| FOR IMMEDIATE RELEASE
WEDNESDAY, MAY 9, 2001
TDD: (202) 514-1888
FCC Should Independently Review Prices that SBC Charges its Competitors in Missouri
WASHINGTON, D.C. -- The Department of Justice today advised the Federal Communications Commission (FCC) about competitive concerns arising from the application by SBC Communications Inc. to provide long distance services in Missouri. The Department said that the FCC should independently review the prices SBC charges its competitors for the use of elements of its network, such as local telephone lines, to ensure that these prices are appropriately cost-based.

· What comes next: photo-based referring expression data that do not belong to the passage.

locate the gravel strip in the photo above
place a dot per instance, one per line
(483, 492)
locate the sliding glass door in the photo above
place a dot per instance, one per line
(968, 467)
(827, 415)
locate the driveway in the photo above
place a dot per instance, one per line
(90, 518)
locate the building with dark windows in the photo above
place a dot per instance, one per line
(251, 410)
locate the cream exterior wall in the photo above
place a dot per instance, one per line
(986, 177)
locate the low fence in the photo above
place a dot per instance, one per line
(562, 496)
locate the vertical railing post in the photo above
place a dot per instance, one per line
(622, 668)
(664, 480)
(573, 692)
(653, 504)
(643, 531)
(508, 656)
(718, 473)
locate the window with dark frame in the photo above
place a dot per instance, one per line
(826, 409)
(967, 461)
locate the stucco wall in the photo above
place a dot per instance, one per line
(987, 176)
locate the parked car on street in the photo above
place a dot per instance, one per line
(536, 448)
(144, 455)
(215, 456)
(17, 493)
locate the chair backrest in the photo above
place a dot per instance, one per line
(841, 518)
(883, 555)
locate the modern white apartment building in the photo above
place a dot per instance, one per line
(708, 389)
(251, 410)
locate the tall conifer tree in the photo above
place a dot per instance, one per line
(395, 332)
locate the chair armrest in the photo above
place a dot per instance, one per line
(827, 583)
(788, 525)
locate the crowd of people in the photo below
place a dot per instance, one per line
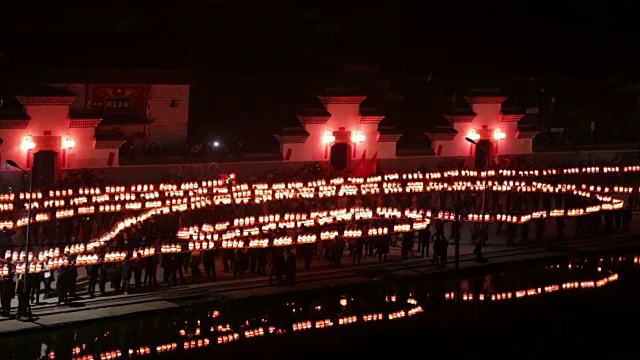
(279, 265)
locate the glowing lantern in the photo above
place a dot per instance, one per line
(28, 144)
(474, 136)
(328, 138)
(69, 143)
(358, 138)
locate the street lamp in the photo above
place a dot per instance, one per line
(24, 309)
(477, 251)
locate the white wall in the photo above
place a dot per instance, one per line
(54, 118)
(489, 115)
(342, 115)
(170, 125)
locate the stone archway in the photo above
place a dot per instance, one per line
(340, 156)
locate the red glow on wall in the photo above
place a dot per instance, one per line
(111, 158)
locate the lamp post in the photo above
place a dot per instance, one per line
(477, 251)
(24, 309)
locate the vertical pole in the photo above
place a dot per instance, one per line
(484, 200)
(457, 246)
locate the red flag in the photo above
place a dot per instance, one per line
(361, 165)
(373, 164)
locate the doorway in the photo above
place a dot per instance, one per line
(340, 156)
(45, 168)
(484, 149)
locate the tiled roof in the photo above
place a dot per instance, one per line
(47, 91)
(124, 119)
(80, 114)
(116, 76)
(14, 115)
(110, 136)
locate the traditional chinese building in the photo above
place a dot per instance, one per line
(483, 123)
(80, 119)
(341, 130)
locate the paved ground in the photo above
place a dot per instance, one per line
(86, 309)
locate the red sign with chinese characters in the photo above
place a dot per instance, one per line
(119, 99)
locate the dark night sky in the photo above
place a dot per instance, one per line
(259, 54)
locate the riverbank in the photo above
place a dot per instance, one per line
(87, 310)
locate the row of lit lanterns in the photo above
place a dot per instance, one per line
(226, 335)
(221, 186)
(134, 220)
(412, 187)
(517, 294)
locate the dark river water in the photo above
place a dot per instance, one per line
(573, 308)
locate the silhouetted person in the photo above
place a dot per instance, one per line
(290, 268)
(93, 272)
(209, 264)
(126, 271)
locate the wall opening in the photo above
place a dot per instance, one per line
(45, 168)
(340, 156)
(484, 149)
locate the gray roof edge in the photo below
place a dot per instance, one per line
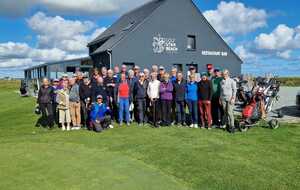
(212, 28)
(56, 62)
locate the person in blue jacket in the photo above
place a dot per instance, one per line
(100, 118)
(191, 96)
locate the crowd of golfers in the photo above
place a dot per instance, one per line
(153, 97)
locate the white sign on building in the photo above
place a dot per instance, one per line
(161, 44)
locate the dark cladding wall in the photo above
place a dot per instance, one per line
(175, 19)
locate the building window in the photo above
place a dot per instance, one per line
(191, 42)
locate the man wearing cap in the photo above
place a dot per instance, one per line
(204, 103)
(99, 116)
(140, 94)
(210, 71)
(217, 110)
(75, 104)
(228, 95)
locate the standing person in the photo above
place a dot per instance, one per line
(117, 73)
(122, 95)
(62, 99)
(99, 89)
(103, 72)
(56, 87)
(74, 99)
(99, 115)
(179, 97)
(140, 93)
(45, 100)
(217, 109)
(204, 96)
(210, 71)
(153, 94)
(228, 95)
(166, 96)
(131, 81)
(85, 93)
(95, 76)
(191, 99)
(173, 74)
(161, 73)
(110, 84)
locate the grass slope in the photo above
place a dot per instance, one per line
(141, 158)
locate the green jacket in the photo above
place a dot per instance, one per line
(216, 86)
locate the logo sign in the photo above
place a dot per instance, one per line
(161, 44)
(215, 53)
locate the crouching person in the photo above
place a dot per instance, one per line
(100, 118)
(62, 99)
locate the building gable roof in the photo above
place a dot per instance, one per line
(125, 25)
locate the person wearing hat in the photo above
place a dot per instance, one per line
(161, 73)
(204, 100)
(217, 110)
(74, 98)
(123, 97)
(62, 99)
(191, 96)
(100, 118)
(210, 71)
(45, 100)
(228, 95)
(140, 94)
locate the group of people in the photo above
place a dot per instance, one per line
(153, 97)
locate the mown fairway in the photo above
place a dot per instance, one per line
(141, 158)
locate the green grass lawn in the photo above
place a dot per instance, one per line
(141, 158)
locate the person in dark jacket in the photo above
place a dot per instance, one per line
(179, 97)
(204, 97)
(166, 96)
(99, 89)
(140, 93)
(45, 100)
(110, 84)
(100, 118)
(85, 93)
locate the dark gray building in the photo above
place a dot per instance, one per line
(163, 32)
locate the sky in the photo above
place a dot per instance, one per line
(265, 34)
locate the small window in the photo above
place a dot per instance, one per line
(191, 42)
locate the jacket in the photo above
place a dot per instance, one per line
(99, 90)
(166, 90)
(140, 90)
(204, 90)
(45, 95)
(153, 89)
(74, 93)
(179, 90)
(191, 91)
(98, 111)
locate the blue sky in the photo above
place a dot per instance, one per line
(265, 34)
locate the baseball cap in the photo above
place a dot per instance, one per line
(209, 66)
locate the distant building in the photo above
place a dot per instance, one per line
(172, 33)
(56, 69)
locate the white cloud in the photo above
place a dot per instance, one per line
(281, 41)
(71, 7)
(245, 54)
(235, 18)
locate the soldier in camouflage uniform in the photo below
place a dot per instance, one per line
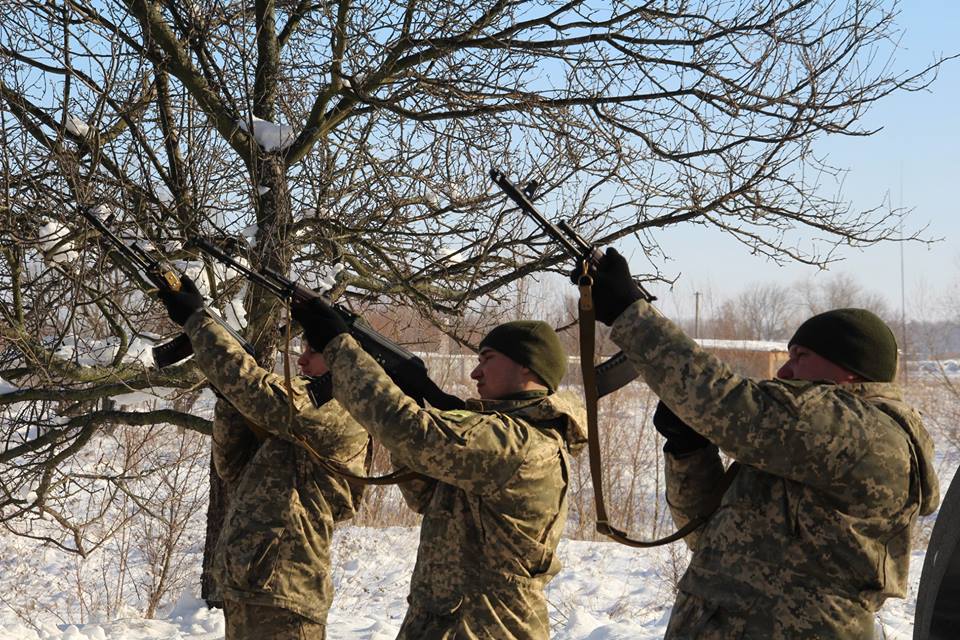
(494, 496)
(272, 560)
(814, 532)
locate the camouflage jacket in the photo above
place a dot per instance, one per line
(814, 533)
(273, 549)
(493, 507)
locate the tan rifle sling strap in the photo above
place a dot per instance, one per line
(587, 321)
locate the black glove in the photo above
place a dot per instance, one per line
(681, 439)
(182, 304)
(613, 287)
(321, 323)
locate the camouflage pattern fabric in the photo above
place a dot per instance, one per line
(273, 549)
(256, 622)
(814, 533)
(493, 511)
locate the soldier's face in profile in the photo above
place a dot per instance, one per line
(498, 376)
(804, 364)
(311, 363)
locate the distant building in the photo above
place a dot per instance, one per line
(751, 358)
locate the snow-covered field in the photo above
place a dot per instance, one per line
(605, 592)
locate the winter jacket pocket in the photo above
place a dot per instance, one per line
(251, 565)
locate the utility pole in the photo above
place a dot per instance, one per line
(903, 290)
(696, 315)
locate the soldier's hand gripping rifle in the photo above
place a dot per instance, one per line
(617, 371)
(138, 263)
(407, 370)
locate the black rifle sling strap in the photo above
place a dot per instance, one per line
(338, 468)
(587, 321)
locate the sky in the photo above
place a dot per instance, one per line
(915, 158)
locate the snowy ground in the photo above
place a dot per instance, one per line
(605, 592)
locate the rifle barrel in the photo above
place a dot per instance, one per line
(276, 288)
(524, 203)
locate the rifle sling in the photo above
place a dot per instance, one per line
(338, 468)
(587, 321)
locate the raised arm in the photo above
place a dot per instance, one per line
(477, 452)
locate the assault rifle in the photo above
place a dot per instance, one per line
(407, 370)
(163, 277)
(617, 371)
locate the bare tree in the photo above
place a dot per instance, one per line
(761, 312)
(630, 116)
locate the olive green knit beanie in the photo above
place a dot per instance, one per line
(533, 344)
(855, 339)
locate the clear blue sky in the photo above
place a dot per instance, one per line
(918, 147)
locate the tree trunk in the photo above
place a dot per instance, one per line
(216, 510)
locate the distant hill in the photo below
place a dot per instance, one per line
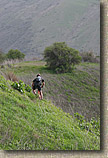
(32, 25)
(72, 92)
(28, 123)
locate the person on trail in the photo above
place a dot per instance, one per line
(38, 83)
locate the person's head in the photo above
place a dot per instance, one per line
(38, 75)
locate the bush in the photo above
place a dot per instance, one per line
(93, 126)
(15, 54)
(21, 86)
(11, 76)
(61, 58)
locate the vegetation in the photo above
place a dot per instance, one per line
(15, 54)
(2, 56)
(78, 91)
(30, 124)
(61, 58)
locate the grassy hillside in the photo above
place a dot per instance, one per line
(30, 124)
(72, 92)
(30, 25)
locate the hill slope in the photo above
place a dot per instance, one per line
(30, 124)
(72, 92)
(30, 25)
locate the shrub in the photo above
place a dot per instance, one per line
(15, 54)
(93, 126)
(61, 58)
(21, 86)
(11, 76)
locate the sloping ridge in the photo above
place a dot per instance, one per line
(30, 124)
(30, 26)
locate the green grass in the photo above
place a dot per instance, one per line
(78, 91)
(30, 124)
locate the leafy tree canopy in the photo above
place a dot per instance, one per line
(61, 58)
(15, 54)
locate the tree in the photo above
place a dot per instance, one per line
(15, 54)
(61, 58)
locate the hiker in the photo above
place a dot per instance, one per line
(38, 83)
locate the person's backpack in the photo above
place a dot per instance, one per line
(37, 81)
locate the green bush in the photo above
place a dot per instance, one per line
(2, 56)
(61, 58)
(15, 54)
(21, 86)
(93, 126)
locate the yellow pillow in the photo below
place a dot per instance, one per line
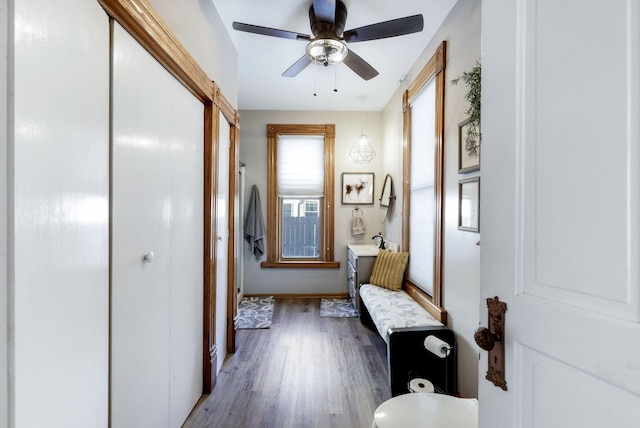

The Department provided its competitive analysis today in an evaluation filed at the FCC, under section 271 of the Telecommunications Act. The Department observed that many of the prices charged by SBC for the use of "unbundled network elements" were significantly higher in Missouri than in Kansas, Oklahoma, and Texas. That fact, along with the limited use of those elements by competitors, and indications that the Missouri prices might not be based on forward looking costs, led the Department to recommend an independent review of these prices by the FCC.
In addition, the Department raised concerns pertaining to SBC's resale of advanced services, including digital subscriber line, or DSL, services used for high-speed Internet access, and urged the FCC to further investigate whether SBC is in compliance with its resale obligations.
Since the break-up of the integrated Bell system as part of the AT&T divestiture, the independent Bell Operating Companies, or BOCs, have been barred from providing long distance services in their respective regions, first as part of the divestiture decree, and now under the terms of the Telecommunications Act of 1996. Under section 271 of the Act, a BOC, such as SBC, may not provide in-region long distance services until it demonstrates to the FCC that it has met a variety of legal requirements designed to open the local telephone markets in a particular state to competition.
In considering whether to approve a BOC's application for long distance authority in a particular state, the FCC must consult with the Department of Justice and give "substantial weight" to its assessment of competitive conditions in a market and whether the BOC should be allowed to provide in-region long distance service.
SBC filed its application with the FCC on April 4, 2001. Under the terms of the Act, the FCC must approve or deny the application within 90 days.